Marbley's ruling is more tightly focused. His injunction blocks use of the contested policies only for the 25 Ohio plaintiffs while the lawsuit continues, and the federal government can still ask an appeals court for a stay that would temporarily put his order on hold. Immigration trackers and legal blogs point out that district judges around the country are issuing a patchwork of different remedies in similar challenges, so what happens to other applicants may depend on how appeals shake out and whether USCIS revises or withdraws the memos. VisaVerge and practitioners are busy mapping the conflicting orders and their impact on real-world case processing.
Legal implications
At the core of these fights is a pair of intertwined questions: whether USCIS stepped beyond its statutory authority when it issued the memoranda, and whether labeling policies as national-security measures can shield them from scrutiny under the Administrative Procedure Act. In Rhode Island, Chief Judge John J. McConnell Jr.'s Dorcas decision concluded that the memos were unlawful and vacated them on a nationwide basis. Marbley's Columbus order, by contrast, offers immediate, plaintiff-specific relief and signals that courts are reluctant to accept a blanket national-security shield for agency actions, according to the court filings. The split in remedies sets the stage for fast-tracked appeals over both procedure and how much discretion immigration officials really have.
What happens next
The federal government can now seek an emergency stay from an appellate court. If that request is denied, USCIS may have to move forward on the 25 plaintiffs' files, though outcomes can still differ by district as related cases proceed. Separately, the State Department's January guidance that paused immigrant visa issuance for nationals of many countries is still in place for consular processing, so movement on domestic applications does not automatically reopen the consular pipeline. Travel.State.Gov details which consular posts remain.

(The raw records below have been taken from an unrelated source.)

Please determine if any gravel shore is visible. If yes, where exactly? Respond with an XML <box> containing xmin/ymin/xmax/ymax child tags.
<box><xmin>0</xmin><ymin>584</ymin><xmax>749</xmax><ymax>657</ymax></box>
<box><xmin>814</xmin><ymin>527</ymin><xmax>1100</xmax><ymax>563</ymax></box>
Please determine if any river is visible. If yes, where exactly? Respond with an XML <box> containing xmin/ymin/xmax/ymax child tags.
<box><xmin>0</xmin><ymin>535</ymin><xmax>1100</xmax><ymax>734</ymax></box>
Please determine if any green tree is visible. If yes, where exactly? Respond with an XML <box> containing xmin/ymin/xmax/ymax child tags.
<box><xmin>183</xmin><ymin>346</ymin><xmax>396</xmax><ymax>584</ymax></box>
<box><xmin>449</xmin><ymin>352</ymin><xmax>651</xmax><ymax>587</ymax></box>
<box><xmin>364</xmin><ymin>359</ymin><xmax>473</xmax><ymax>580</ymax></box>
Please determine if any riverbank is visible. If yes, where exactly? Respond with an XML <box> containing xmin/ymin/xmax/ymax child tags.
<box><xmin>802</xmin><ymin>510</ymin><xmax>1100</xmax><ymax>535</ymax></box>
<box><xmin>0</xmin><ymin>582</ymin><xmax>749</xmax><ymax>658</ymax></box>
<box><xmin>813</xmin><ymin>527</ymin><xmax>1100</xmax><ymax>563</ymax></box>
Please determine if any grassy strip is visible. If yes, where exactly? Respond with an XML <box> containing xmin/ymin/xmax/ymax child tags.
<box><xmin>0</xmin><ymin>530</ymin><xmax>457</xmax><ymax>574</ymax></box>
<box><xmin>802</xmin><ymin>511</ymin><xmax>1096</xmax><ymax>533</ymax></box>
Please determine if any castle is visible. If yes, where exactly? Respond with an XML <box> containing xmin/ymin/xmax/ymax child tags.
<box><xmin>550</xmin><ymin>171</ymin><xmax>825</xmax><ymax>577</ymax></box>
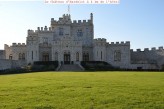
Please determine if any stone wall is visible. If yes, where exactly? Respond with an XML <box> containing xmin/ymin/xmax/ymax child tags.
<box><xmin>106</xmin><ymin>41</ymin><xmax>130</xmax><ymax>68</ymax></box>
<box><xmin>0</xmin><ymin>59</ymin><xmax>26</xmax><ymax>70</ymax></box>
<box><xmin>0</xmin><ymin>50</ymin><xmax>5</xmax><ymax>59</ymax></box>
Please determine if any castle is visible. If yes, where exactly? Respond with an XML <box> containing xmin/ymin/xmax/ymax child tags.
<box><xmin>0</xmin><ymin>13</ymin><xmax>164</xmax><ymax>69</ymax></box>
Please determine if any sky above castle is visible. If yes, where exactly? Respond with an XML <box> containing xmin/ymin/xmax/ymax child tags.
<box><xmin>0</xmin><ymin>0</ymin><xmax>164</xmax><ymax>49</ymax></box>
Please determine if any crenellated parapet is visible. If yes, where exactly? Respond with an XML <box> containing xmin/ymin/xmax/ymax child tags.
<box><xmin>93</xmin><ymin>38</ymin><xmax>107</xmax><ymax>46</ymax></box>
<box><xmin>51</xmin><ymin>13</ymin><xmax>93</xmax><ymax>27</ymax></box>
<box><xmin>11</xmin><ymin>43</ymin><xmax>26</xmax><ymax>47</ymax></box>
<box><xmin>28</xmin><ymin>26</ymin><xmax>52</xmax><ymax>36</ymax></box>
<box><xmin>109</xmin><ymin>41</ymin><xmax>130</xmax><ymax>46</ymax></box>
<box><xmin>4</xmin><ymin>43</ymin><xmax>26</xmax><ymax>48</ymax></box>
<box><xmin>72</xmin><ymin>20</ymin><xmax>92</xmax><ymax>25</ymax></box>
<box><xmin>130</xmin><ymin>46</ymin><xmax>164</xmax><ymax>52</ymax></box>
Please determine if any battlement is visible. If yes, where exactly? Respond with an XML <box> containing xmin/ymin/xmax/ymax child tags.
<box><xmin>109</xmin><ymin>41</ymin><xmax>130</xmax><ymax>45</ymax></box>
<box><xmin>72</xmin><ymin>20</ymin><xmax>92</xmax><ymax>25</ymax></box>
<box><xmin>94</xmin><ymin>38</ymin><xmax>106</xmax><ymax>43</ymax></box>
<box><xmin>130</xmin><ymin>46</ymin><xmax>164</xmax><ymax>52</ymax></box>
<box><xmin>12</xmin><ymin>43</ymin><xmax>26</xmax><ymax>47</ymax></box>
<box><xmin>28</xmin><ymin>26</ymin><xmax>52</xmax><ymax>34</ymax></box>
<box><xmin>51</xmin><ymin>14</ymin><xmax>93</xmax><ymax>26</ymax></box>
<box><xmin>4</xmin><ymin>43</ymin><xmax>26</xmax><ymax>48</ymax></box>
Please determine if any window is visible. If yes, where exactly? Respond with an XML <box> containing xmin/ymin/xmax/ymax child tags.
<box><xmin>114</xmin><ymin>50</ymin><xmax>121</xmax><ymax>61</ymax></box>
<box><xmin>83</xmin><ymin>53</ymin><xmax>89</xmax><ymax>61</ymax></box>
<box><xmin>76</xmin><ymin>52</ymin><xmax>79</xmax><ymax>61</ymax></box>
<box><xmin>31</xmin><ymin>51</ymin><xmax>33</xmax><ymax>60</ymax></box>
<box><xmin>59</xmin><ymin>28</ymin><xmax>64</xmax><ymax>36</ymax></box>
<box><xmin>77</xmin><ymin>29</ymin><xmax>83</xmax><ymax>37</ymax></box>
<box><xmin>18</xmin><ymin>53</ymin><xmax>25</xmax><ymax>60</ymax></box>
<box><xmin>22</xmin><ymin>53</ymin><xmax>25</xmax><ymax>60</ymax></box>
<box><xmin>9</xmin><ymin>54</ymin><xmax>13</xmax><ymax>60</ymax></box>
<box><xmin>42</xmin><ymin>53</ymin><xmax>49</xmax><ymax>61</ymax></box>
<box><xmin>101</xmin><ymin>51</ymin><xmax>102</xmax><ymax>60</ymax></box>
<box><xmin>19</xmin><ymin>53</ymin><xmax>22</xmax><ymax>60</ymax></box>
<box><xmin>55</xmin><ymin>52</ymin><xmax>58</xmax><ymax>61</ymax></box>
<box><xmin>43</xmin><ymin>37</ymin><xmax>48</xmax><ymax>44</ymax></box>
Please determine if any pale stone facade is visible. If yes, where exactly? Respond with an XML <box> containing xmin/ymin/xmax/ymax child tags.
<box><xmin>1</xmin><ymin>13</ymin><xmax>164</xmax><ymax>69</ymax></box>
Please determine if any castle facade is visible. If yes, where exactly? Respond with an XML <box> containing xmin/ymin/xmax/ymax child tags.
<box><xmin>0</xmin><ymin>13</ymin><xmax>164</xmax><ymax>69</ymax></box>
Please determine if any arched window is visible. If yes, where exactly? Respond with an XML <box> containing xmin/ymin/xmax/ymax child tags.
<box><xmin>83</xmin><ymin>53</ymin><xmax>89</xmax><ymax>61</ymax></box>
<box><xmin>18</xmin><ymin>53</ymin><xmax>22</xmax><ymax>60</ymax></box>
<box><xmin>22</xmin><ymin>53</ymin><xmax>25</xmax><ymax>60</ymax></box>
<box><xmin>114</xmin><ymin>50</ymin><xmax>121</xmax><ymax>61</ymax></box>
<box><xmin>55</xmin><ymin>52</ymin><xmax>58</xmax><ymax>61</ymax></box>
<box><xmin>42</xmin><ymin>53</ymin><xmax>49</xmax><ymax>61</ymax></box>
<box><xmin>9</xmin><ymin>54</ymin><xmax>13</xmax><ymax>60</ymax></box>
<box><xmin>76</xmin><ymin>52</ymin><xmax>79</xmax><ymax>61</ymax></box>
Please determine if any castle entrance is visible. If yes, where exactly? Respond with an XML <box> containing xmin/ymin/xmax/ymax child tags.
<box><xmin>64</xmin><ymin>52</ymin><xmax>71</xmax><ymax>64</ymax></box>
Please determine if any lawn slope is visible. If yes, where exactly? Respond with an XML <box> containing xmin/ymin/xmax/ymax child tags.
<box><xmin>0</xmin><ymin>72</ymin><xmax>164</xmax><ymax>109</ymax></box>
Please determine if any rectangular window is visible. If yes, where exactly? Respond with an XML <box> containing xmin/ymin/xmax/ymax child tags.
<box><xmin>77</xmin><ymin>29</ymin><xmax>83</xmax><ymax>37</ymax></box>
<box><xmin>59</xmin><ymin>28</ymin><xmax>64</xmax><ymax>36</ymax></box>
<box><xmin>31</xmin><ymin>51</ymin><xmax>33</xmax><ymax>60</ymax></box>
<box><xmin>114</xmin><ymin>50</ymin><xmax>121</xmax><ymax>62</ymax></box>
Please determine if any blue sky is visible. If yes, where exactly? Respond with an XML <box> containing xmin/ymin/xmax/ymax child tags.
<box><xmin>0</xmin><ymin>0</ymin><xmax>164</xmax><ymax>50</ymax></box>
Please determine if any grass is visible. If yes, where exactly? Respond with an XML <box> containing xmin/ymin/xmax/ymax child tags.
<box><xmin>0</xmin><ymin>72</ymin><xmax>164</xmax><ymax>109</ymax></box>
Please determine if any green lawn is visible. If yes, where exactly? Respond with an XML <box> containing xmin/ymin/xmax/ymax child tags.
<box><xmin>0</xmin><ymin>72</ymin><xmax>164</xmax><ymax>109</ymax></box>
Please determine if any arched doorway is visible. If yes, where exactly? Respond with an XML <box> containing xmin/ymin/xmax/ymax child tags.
<box><xmin>64</xmin><ymin>52</ymin><xmax>71</xmax><ymax>64</ymax></box>
<box><xmin>42</xmin><ymin>53</ymin><xmax>49</xmax><ymax>61</ymax></box>
<box><xmin>83</xmin><ymin>52</ymin><xmax>89</xmax><ymax>61</ymax></box>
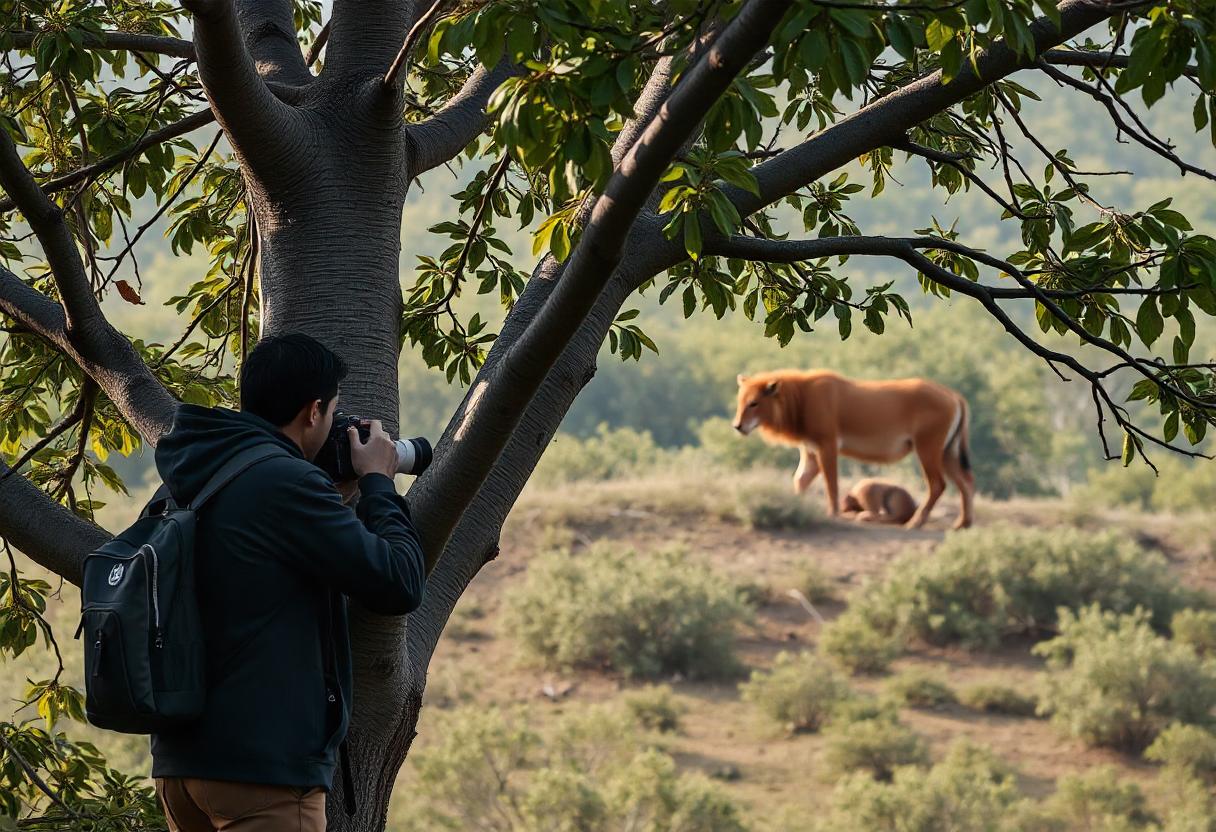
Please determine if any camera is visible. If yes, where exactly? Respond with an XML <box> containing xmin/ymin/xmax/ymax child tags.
<box><xmin>314</xmin><ymin>411</ymin><xmax>432</xmax><ymax>483</ymax></box>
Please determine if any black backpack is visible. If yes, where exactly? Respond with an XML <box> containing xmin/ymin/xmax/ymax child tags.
<box><xmin>77</xmin><ymin>444</ymin><xmax>283</xmax><ymax>733</ymax></box>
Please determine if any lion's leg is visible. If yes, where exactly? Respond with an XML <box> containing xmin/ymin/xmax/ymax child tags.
<box><xmin>794</xmin><ymin>445</ymin><xmax>820</xmax><ymax>494</ymax></box>
<box><xmin>944</xmin><ymin>450</ymin><xmax>975</xmax><ymax>529</ymax></box>
<box><xmin>906</xmin><ymin>437</ymin><xmax>946</xmax><ymax>529</ymax></box>
<box><xmin>820</xmin><ymin>445</ymin><xmax>840</xmax><ymax>517</ymax></box>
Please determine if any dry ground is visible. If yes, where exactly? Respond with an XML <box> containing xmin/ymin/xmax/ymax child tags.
<box><xmin>393</xmin><ymin>473</ymin><xmax>1216</xmax><ymax>828</ymax></box>
<box><xmin>0</xmin><ymin>471</ymin><xmax>1216</xmax><ymax>830</ymax></box>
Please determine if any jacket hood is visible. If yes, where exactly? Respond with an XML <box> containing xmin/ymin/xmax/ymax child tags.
<box><xmin>156</xmin><ymin>404</ymin><xmax>304</xmax><ymax>506</ymax></box>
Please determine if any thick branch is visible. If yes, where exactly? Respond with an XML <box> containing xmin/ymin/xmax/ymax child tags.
<box><xmin>9</xmin><ymin>32</ymin><xmax>195</xmax><ymax>61</ymax></box>
<box><xmin>405</xmin><ymin>58</ymin><xmax>516</xmax><ymax>176</ymax></box>
<box><xmin>730</xmin><ymin>0</ymin><xmax>1116</xmax><ymax>215</ymax></box>
<box><xmin>185</xmin><ymin>0</ymin><xmax>304</xmax><ymax>173</ymax></box>
<box><xmin>415</xmin><ymin>0</ymin><xmax>789</xmax><ymax>566</ymax></box>
<box><xmin>323</xmin><ymin>0</ymin><xmax>415</xmax><ymax>81</ymax></box>
<box><xmin>0</xmin><ymin>462</ymin><xmax>109</xmax><ymax>584</ymax></box>
<box><xmin>0</xmin><ymin>130</ymin><xmax>176</xmax><ymax>445</ymax></box>
<box><xmin>0</xmin><ymin>130</ymin><xmax>105</xmax><ymax>338</ymax></box>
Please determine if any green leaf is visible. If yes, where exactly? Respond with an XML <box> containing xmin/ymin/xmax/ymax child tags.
<box><xmin>1136</xmin><ymin>298</ymin><xmax>1165</xmax><ymax>347</ymax></box>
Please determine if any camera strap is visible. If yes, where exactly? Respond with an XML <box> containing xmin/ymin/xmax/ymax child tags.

Immigrant advocates have welcomed Marbley's injunction as a meaningful, if limited, check on agency power and say the next step is pressing USCIS for concrete action to reduce backlogs and issue long-delayed authorizations. Local and national groups involved in similar lawsuits elsewhere say the growing stack of rulings is a reminder that applicants and their lawyers may need to push hard, whether through litigation or dogged case follow-up, to get decisions at all, according to coverage of the broader court battles. Hoodline's reaction after the Rhode Island decision captured some of that wider response.